Nobody said the course of true love was going to be painless.
Jim picked me up that night at 7pm and he looked gorgeous. He was dressed in a sharp pair of black trousers, a red and blue check lumberjack shirt and black sneakers with grey socks. He had even had a shave so he must have liked me.
The dance was held in the town hall, a big grey building, made of grey bricks, with a big brown door that, when opened, led into a huge hall painted in a kind of neutral colour that had a mirrorball hanging from the ceiling. The place was packed – there must have been upwards of twenty-five people in there, mostly men who were stood at the bar at the end of the hall talking about seal culling, bear baiting, cock fighting and other such things.
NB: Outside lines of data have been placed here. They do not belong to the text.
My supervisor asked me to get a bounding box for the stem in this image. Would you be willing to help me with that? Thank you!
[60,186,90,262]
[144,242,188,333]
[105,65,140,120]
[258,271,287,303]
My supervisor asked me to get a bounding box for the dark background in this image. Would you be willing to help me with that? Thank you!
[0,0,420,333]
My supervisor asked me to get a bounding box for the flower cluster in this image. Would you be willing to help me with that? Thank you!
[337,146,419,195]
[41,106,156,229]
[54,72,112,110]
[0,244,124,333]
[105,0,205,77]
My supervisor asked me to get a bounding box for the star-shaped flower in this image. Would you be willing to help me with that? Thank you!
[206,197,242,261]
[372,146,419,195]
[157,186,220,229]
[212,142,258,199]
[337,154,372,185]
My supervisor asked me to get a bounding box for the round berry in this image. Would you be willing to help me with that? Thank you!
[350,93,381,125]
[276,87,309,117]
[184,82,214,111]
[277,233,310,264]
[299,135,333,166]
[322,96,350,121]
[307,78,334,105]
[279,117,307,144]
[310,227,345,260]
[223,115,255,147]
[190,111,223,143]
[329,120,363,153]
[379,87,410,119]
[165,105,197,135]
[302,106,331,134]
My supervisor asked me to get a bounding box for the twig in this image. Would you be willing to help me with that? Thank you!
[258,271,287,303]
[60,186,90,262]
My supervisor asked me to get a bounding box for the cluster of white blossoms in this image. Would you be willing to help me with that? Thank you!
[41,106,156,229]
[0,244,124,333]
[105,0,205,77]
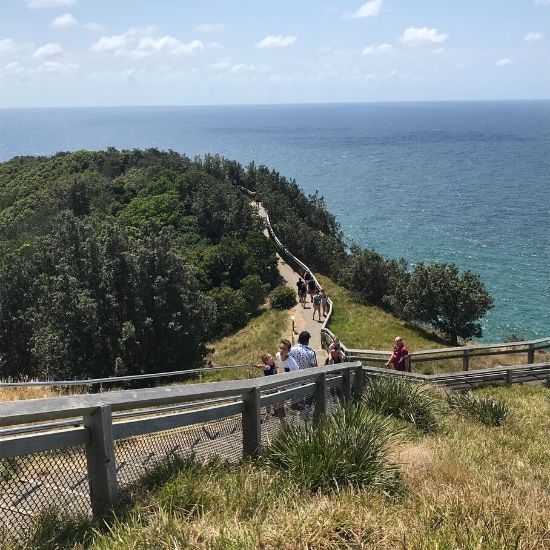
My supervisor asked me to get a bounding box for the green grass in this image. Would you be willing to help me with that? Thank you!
[363,376,441,433]
[317,275,447,351]
[447,391,508,426]
[5,386,550,550]
[265,403,400,493]
[194,309,291,382]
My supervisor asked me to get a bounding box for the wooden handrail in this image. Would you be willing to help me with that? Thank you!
[0,361,361,432]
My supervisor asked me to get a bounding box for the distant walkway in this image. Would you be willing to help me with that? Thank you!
[251,202,327,365]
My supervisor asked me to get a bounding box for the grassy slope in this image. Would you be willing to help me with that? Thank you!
[318,275,446,350]
[11,386,550,550]
[205,309,290,382]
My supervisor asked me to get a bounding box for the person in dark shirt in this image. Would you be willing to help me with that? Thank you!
[256,353,279,376]
[386,336,410,371]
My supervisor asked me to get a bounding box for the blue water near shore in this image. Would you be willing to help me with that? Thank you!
[0,101,550,342]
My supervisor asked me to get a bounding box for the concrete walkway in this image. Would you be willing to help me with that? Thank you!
[258,202,327,365]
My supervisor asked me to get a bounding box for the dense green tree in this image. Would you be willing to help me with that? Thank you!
[404,263,493,345]
[339,246,408,309]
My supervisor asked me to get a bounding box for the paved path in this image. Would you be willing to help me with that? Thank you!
[258,202,327,365]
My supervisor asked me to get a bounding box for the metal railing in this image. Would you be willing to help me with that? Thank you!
[266,201,550,378]
[0,364,254,392]
[0,362,363,532]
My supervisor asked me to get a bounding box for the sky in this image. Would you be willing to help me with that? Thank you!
[0,0,550,108]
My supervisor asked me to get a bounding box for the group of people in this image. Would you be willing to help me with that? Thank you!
[296,271,329,322]
[256,330,411,376]
[256,330,345,376]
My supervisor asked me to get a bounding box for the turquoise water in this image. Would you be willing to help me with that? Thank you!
[0,101,550,342]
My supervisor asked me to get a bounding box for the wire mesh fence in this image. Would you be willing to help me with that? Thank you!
[261,387,315,446]
[0,446,91,535]
[0,365,357,547]
[115,415,243,489]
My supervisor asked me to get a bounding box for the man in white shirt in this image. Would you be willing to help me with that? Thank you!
[289,330,317,369]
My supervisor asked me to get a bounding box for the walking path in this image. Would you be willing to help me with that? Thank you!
[258,202,326,365]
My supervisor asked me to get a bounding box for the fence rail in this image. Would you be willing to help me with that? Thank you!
[0,362,363,532]
[266,201,550,378]
[363,362,550,390]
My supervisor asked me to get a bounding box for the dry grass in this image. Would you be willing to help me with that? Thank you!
[208,309,291,376]
[8,386,550,550]
[317,275,447,350]
[0,386,58,402]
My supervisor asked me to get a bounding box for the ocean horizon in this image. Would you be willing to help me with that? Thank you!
[0,100,550,342]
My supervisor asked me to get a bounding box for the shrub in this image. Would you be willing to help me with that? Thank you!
[447,391,508,426]
[363,376,439,432]
[270,286,296,309]
[265,403,401,493]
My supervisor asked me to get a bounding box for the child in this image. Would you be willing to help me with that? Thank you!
[311,288,321,323]
[276,338,300,374]
[256,353,279,376]
[321,288,328,317]
[325,348,344,365]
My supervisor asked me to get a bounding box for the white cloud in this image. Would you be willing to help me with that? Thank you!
[523,32,544,42]
[400,27,448,46]
[361,44,393,55]
[138,35,204,55]
[2,61,25,75]
[495,57,512,67]
[32,43,63,59]
[212,57,231,69]
[90,34,128,53]
[82,23,105,32]
[52,13,76,27]
[195,23,225,32]
[256,34,297,48]
[90,27,204,59]
[229,63,257,74]
[25,0,76,8]
[342,0,384,19]
[0,38,15,53]
[36,61,78,73]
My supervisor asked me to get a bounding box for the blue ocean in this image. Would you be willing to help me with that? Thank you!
[0,101,550,342]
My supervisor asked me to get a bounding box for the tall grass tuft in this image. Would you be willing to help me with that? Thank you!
[265,403,401,494]
[363,376,440,432]
[447,391,508,426]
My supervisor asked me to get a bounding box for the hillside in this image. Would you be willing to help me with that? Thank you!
[0,149,342,384]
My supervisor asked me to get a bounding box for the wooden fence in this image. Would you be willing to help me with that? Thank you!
[0,362,363,528]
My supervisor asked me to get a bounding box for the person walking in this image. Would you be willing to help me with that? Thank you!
[311,288,321,323]
[319,288,328,317]
[325,348,344,365]
[386,336,411,372]
[256,353,279,376]
[307,278,317,303]
[289,330,317,369]
[296,277,307,307]
[276,338,300,374]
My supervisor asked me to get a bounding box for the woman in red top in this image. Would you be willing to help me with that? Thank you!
[386,336,410,371]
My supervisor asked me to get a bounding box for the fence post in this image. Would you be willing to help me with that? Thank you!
[353,365,363,401]
[462,349,470,370]
[527,344,535,365]
[84,405,117,517]
[342,368,351,402]
[242,388,262,458]
[313,373,327,420]
[506,369,513,386]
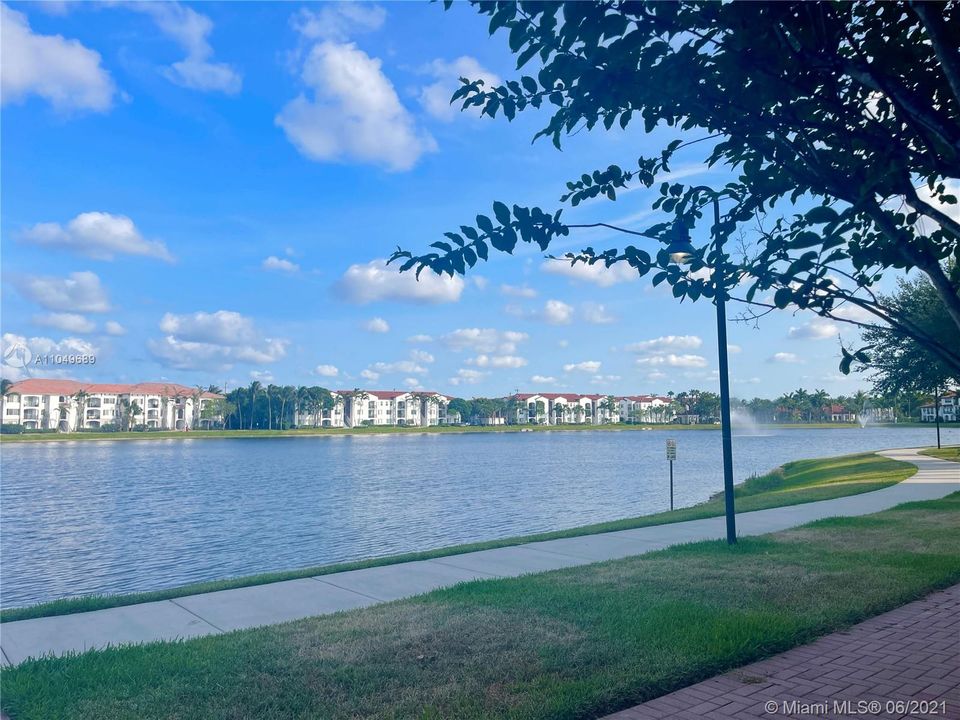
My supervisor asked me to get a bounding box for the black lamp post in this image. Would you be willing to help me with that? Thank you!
[667,187,737,545]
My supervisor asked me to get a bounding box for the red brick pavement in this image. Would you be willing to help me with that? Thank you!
[605,585,960,720]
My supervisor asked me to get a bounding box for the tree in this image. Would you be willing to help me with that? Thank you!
[861,277,960,408]
[73,388,90,430]
[248,380,263,430]
[391,0,960,372]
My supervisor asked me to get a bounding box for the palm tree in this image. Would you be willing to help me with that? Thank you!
[810,388,830,422]
[73,388,90,428]
[249,380,263,430]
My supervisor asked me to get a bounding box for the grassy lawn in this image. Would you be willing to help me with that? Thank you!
[0,493,960,720]
[0,423,876,443]
[0,453,916,622]
[920,445,960,462]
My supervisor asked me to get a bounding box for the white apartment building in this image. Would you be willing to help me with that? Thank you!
[920,392,960,422]
[510,393,674,425]
[0,378,222,432]
[296,390,459,427]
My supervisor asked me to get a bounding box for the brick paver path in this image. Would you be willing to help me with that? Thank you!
[605,585,960,720]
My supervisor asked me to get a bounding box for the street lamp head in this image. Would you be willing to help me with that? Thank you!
[667,224,697,265]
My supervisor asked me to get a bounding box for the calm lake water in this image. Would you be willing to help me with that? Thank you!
[0,427,960,607]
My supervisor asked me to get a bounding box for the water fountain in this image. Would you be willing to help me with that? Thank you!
[730,408,770,437]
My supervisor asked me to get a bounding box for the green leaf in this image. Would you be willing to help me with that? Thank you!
[493,200,510,225]
[773,288,793,310]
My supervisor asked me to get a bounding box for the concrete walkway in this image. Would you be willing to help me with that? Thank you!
[605,585,960,720]
[0,450,960,665]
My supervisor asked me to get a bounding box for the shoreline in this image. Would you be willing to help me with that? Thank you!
[0,423,933,444]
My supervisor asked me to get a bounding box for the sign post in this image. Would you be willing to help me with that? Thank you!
[667,440,677,510]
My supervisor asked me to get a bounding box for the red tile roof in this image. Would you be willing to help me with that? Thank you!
[333,390,449,400]
[7,378,223,398]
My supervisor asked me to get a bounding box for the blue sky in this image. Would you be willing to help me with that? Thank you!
[0,2,876,397]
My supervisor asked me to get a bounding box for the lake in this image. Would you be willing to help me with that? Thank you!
[0,427,960,607]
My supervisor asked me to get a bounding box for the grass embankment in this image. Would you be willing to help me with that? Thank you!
[920,445,960,462]
[0,423,876,443]
[0,453,917,622]
[0,493,960,720]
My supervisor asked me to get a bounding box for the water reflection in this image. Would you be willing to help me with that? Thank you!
[0,426,960,607]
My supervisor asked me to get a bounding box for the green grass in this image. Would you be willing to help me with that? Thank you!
[920,445,960,462]
[0,423,892,443]
[0,453,916,622]
[0,493,960,720]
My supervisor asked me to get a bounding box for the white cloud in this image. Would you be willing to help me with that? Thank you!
[420,55,502,122]
[590,375,622,385]
[440,328,529,355]
[637,353,707,367]
[580,302,616,325]
[767,352,803,365]
[0,4,116,112]
[20,271,110,313]
[126,2,243,95]
[500,283,537,298]
[22,212,173,262]
[563,360,602,373]
[447,368,489,385]
[832,303,881,324]
[160,310,257,345]
[275,40,436,171]
[542,300,573,325]
[410,350,436,364]
[262,255,300,273]
[147,310,289,371]
[370,360,427,375]
[33,313,96,335]
[313,365,340,377]
[290,2,387,40]
[0,333,99,380]
[540,260,640,287]
[336,260,463,305]
[467,355,527,368]
[787,318,840,340]
[363,317,390,333]
[626,335,703,354]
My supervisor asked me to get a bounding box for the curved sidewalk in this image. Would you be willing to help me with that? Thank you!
[0,449,960,666]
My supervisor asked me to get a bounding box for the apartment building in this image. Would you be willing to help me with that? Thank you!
[508,393,674,425]
[0,378,223,432]
[296,390,459,427]
[920,392,960,422]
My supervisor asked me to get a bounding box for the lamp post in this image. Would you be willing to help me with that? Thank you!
[667,187,737,545]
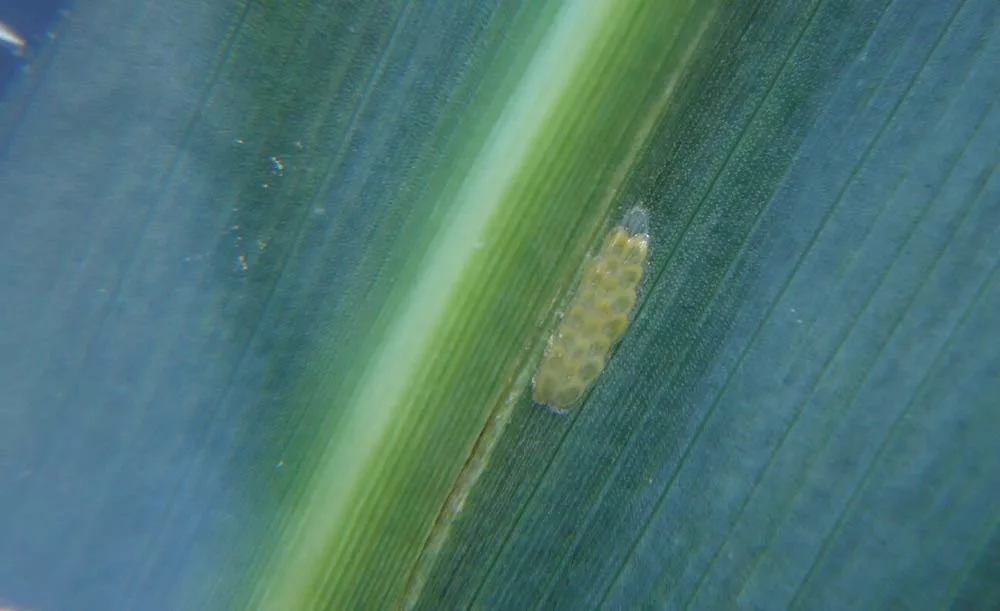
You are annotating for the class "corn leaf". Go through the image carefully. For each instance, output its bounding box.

The seven or so women were all sat on wicker chairs that were set against the left wall of the room.
Music was blaring from a band called The Sheep Worriers who were on the stage to the left of the bar. Jim took me by the hand and led me onto the dance floor. He was an expert dancer and there was I with my two left feet. But all I could think of was me with the winner of the 1977 New Zealand’s Got Talent competition. I was in heaven.
He was so good at dancing. He knew all the moves of the Charleston, the new dance craze that had come over to New Zealand from America and by the end of the night beads of perspiration were forming on his rather beautiful brow. I wanted to lick them off him, such was my desire.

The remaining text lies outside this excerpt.